I’m several days late with my traditional year’s end blog post – unfortunately life, vacation, and a host of other things have gotten in my way of taking the time to properly reflect on the year that is now past.
The new year, as I’ve said before, is a time of great reflection for me. I typically take a long vacation in order to recover from the previous year and plan for the year ahead. And this year has been no different.
As always, each year brings with it loss and heartache, as those that have brightened our lives move on and pass out of this world into the next. Perhaps it’s just me being reflective, but it seems that as I age, that more and more of the people in our world move on — perhaps it’s just that they’re closer to me in age now – or that I’m more aware of them than I once was.
George Carlin passed this year – one of the few comedians that I would stop what I was doing in order to watch – and then laugh uproarishly. Edmund Hillary, who in 1953 had the courage to climb the slope of Mount Everest and gain success where so many others had failed. Michael DeBakey who worked tirelessly to develop new methods of cardiac surgery – even creating a process that was later used to save his own life from a cardiac issue. Bobby Fischer, who in 1972 defeated Boris Spassky in one of the greatest chess games of the last century, and Charlton Heston, whom I’ll always remember as riding that chariot in Ben Hur with the jubilant grin on his face.
The one that I’ll probably miss the most, though, is NBC’s Tim Russert, who died far too young at the age of 58 last year. I’ve missed his candid commentary during the election last fall – and his tough questioning on Meet the Press. Tim always asked the questions that I had in my head – and never failed to entertain when he was being interviewed by others. A good man, we lost him far too early in life.
And then, just as the year was coming to a close, a woman that many of you have never heard of – Margaret Bogart, passed away at the age of 87 in Arizona. When I was a young man growing up in Covington, Indiana, Margaret and her husband Herb were our next-door neighbors. A retired couple even at that time, they had never had children of their own, but in some sense, they had adopted my brother and I – and even my parents – as their surrogate family. They moved away to Arizona in the 1980’s for a warmer retirement. Herb passed away many years ago – but Margaret never slowed down – traveling the world and keeping up with her hobbies. As a young child in a small town, sometimes a good laugh with a neighbor is all that you need – and that was what Margaret gave everyone.

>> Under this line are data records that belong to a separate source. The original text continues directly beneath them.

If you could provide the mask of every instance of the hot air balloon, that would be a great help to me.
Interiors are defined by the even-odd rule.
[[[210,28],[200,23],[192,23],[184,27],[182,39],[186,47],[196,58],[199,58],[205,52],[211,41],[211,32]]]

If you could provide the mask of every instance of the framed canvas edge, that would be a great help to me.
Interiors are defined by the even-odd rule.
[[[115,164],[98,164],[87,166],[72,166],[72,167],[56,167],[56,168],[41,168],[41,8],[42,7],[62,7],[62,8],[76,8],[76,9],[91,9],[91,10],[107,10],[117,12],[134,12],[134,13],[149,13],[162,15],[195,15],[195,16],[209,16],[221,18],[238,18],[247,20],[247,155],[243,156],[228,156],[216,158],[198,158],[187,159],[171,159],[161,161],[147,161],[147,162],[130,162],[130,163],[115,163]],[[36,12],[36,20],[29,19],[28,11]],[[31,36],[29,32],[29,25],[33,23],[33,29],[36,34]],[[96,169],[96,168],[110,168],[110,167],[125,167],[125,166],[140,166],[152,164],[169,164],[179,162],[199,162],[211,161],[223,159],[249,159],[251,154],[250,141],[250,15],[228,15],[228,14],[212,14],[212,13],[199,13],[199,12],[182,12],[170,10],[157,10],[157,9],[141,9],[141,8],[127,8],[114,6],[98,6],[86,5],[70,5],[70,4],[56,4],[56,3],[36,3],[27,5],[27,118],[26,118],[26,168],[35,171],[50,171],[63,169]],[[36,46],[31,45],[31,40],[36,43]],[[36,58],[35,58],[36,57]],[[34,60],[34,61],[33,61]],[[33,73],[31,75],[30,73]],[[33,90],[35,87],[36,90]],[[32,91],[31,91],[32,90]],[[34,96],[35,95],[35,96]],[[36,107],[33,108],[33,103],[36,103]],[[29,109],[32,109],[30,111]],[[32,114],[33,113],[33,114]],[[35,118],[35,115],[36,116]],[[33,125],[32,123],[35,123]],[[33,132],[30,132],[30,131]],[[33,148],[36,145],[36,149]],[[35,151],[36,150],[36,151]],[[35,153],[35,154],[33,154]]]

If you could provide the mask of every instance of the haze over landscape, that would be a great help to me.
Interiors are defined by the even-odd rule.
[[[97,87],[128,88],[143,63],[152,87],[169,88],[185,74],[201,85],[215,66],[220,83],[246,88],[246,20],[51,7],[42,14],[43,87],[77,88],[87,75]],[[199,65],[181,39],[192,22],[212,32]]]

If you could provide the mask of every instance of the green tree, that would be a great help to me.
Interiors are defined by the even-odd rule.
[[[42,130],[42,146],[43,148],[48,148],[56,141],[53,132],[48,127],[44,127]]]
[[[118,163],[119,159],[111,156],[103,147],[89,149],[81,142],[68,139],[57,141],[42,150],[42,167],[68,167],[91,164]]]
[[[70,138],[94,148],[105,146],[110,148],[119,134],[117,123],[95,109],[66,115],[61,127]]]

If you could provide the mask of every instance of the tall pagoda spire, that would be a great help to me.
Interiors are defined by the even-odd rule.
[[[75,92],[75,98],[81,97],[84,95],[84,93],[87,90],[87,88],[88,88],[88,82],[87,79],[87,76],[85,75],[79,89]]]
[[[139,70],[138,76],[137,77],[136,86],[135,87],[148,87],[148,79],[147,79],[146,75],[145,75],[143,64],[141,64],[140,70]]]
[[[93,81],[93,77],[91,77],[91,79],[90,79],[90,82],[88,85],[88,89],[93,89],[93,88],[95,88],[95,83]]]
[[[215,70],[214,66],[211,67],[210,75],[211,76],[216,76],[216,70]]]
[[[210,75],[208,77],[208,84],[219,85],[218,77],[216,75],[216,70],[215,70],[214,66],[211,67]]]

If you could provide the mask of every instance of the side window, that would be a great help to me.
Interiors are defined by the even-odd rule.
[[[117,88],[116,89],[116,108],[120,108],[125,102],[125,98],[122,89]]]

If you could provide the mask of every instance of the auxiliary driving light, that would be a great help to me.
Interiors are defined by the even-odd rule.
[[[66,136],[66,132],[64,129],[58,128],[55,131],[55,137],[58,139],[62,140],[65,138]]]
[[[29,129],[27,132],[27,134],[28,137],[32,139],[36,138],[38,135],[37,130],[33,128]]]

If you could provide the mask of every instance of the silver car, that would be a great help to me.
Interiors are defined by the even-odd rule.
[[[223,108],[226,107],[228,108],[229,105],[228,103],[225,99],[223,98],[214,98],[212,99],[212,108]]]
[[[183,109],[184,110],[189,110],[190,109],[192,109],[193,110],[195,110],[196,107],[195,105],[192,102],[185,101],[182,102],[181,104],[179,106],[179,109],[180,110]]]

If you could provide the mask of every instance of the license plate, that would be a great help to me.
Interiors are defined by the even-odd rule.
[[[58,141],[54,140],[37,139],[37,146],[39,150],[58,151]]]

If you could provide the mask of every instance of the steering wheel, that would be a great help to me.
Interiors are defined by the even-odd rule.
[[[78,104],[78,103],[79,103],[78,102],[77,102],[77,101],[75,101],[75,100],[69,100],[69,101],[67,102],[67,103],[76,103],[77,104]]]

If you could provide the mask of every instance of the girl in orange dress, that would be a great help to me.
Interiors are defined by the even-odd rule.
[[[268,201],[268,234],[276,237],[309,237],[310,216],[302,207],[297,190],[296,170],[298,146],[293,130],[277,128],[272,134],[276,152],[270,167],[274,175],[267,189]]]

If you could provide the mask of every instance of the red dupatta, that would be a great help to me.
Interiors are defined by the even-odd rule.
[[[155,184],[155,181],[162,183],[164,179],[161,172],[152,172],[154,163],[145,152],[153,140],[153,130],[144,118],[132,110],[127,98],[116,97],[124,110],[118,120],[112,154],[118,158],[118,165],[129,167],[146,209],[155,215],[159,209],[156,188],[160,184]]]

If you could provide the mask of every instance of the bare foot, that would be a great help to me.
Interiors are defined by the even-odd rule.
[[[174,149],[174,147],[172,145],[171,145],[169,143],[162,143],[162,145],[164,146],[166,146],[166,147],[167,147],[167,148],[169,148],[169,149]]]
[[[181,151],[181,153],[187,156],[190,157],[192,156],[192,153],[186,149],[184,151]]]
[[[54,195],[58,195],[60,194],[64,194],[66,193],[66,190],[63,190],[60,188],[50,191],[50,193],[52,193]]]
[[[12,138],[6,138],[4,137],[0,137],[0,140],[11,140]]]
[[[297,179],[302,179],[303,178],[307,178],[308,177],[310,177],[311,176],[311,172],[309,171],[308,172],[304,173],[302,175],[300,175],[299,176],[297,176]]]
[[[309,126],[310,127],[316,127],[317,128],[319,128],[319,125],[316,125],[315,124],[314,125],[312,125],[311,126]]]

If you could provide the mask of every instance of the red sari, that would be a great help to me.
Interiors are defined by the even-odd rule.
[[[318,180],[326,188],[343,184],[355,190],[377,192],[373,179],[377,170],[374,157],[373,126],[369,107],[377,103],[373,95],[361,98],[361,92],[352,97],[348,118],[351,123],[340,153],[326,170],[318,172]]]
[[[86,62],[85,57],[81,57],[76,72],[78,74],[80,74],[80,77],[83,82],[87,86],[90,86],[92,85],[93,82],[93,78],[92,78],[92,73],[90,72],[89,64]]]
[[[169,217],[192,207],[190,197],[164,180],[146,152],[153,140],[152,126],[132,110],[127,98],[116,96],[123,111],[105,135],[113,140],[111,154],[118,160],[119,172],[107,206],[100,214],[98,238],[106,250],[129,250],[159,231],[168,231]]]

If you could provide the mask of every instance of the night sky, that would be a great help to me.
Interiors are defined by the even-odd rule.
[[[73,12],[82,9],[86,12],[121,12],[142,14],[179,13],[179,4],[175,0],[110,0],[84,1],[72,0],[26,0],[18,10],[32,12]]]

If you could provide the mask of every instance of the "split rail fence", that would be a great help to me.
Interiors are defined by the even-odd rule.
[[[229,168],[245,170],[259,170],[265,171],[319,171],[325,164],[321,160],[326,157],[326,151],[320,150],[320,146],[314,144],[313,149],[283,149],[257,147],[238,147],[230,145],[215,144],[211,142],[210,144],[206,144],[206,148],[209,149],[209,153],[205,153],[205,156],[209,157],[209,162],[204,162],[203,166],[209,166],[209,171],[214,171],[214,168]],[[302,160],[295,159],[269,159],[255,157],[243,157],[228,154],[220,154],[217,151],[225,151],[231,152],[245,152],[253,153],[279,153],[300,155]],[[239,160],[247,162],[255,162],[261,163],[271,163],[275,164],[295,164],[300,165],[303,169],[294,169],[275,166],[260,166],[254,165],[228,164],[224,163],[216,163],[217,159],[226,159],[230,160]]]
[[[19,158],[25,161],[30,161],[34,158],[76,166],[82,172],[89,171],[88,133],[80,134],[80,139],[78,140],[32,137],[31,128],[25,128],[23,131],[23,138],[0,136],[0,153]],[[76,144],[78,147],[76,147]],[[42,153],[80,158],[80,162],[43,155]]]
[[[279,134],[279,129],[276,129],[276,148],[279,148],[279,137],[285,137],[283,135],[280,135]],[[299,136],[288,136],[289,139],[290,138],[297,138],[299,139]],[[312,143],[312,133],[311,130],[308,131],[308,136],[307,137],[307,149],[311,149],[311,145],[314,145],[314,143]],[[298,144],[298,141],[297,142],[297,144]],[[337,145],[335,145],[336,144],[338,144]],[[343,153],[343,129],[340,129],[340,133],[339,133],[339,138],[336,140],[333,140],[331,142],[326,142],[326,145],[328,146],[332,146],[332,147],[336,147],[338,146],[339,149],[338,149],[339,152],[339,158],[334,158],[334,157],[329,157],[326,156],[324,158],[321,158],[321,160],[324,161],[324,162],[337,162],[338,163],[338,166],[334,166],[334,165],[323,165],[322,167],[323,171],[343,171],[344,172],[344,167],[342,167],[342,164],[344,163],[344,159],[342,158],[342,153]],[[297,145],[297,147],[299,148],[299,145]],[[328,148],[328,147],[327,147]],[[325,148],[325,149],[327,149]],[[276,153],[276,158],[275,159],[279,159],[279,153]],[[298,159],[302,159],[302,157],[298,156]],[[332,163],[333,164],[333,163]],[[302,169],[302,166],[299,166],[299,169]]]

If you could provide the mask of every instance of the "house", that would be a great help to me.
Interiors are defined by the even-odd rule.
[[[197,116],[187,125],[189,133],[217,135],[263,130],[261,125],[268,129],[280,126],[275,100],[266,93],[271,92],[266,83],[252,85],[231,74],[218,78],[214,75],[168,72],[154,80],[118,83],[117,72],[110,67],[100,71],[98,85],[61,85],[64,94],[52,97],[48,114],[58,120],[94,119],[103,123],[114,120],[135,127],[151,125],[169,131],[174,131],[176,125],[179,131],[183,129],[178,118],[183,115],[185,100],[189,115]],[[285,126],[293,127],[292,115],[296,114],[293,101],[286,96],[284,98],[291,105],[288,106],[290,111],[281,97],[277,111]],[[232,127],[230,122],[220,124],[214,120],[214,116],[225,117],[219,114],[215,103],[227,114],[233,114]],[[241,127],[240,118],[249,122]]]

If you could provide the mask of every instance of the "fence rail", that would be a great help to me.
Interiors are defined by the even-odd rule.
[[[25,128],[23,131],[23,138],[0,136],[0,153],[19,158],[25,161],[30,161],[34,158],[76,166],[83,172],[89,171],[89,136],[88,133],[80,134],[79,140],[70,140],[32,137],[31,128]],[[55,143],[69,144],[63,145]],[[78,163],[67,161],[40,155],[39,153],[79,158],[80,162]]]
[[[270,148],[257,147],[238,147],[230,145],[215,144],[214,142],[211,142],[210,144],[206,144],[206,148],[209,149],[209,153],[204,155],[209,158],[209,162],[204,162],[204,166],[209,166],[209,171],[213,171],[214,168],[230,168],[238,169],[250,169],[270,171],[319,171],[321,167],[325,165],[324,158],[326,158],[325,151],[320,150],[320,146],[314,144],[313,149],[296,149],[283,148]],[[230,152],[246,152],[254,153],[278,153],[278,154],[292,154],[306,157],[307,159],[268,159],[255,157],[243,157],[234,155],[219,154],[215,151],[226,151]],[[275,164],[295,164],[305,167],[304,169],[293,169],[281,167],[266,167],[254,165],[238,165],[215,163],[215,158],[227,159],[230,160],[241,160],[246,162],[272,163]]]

I didn’t make the funeral – my parents went to the simple graveside service – where after more than twenty years away, the service began with the singing of “Back Home Again in Indiana”.
I think everyone has had someone like Margaret in their life at some point. She’ll be missed by many.
And finally, Paul Newman passed away last year at the age of 83. A highly gifted actor, I’ll always remember him for his saying in The Hustler, “Fast Eddie, Let’s shoot some pool…” – reminding me that at the end of all of the talk, the posturing, and the discussions, someone needs to make a decision – that despite our circumstances or situation – we have to go out and face the day.
Which I think T.I. and Rihanna say quite clearly here:
I hope that you and yours had a safe and wonderful new year. I’m looking forward to the challenges that 2009 will bring to all of us – I plan on living my life.
I didn’t really finish this post – I came upon it in draft and decided to just touch it up and publish it. Hope I didn’t let anyone down – I just can’t seem to finish this piece.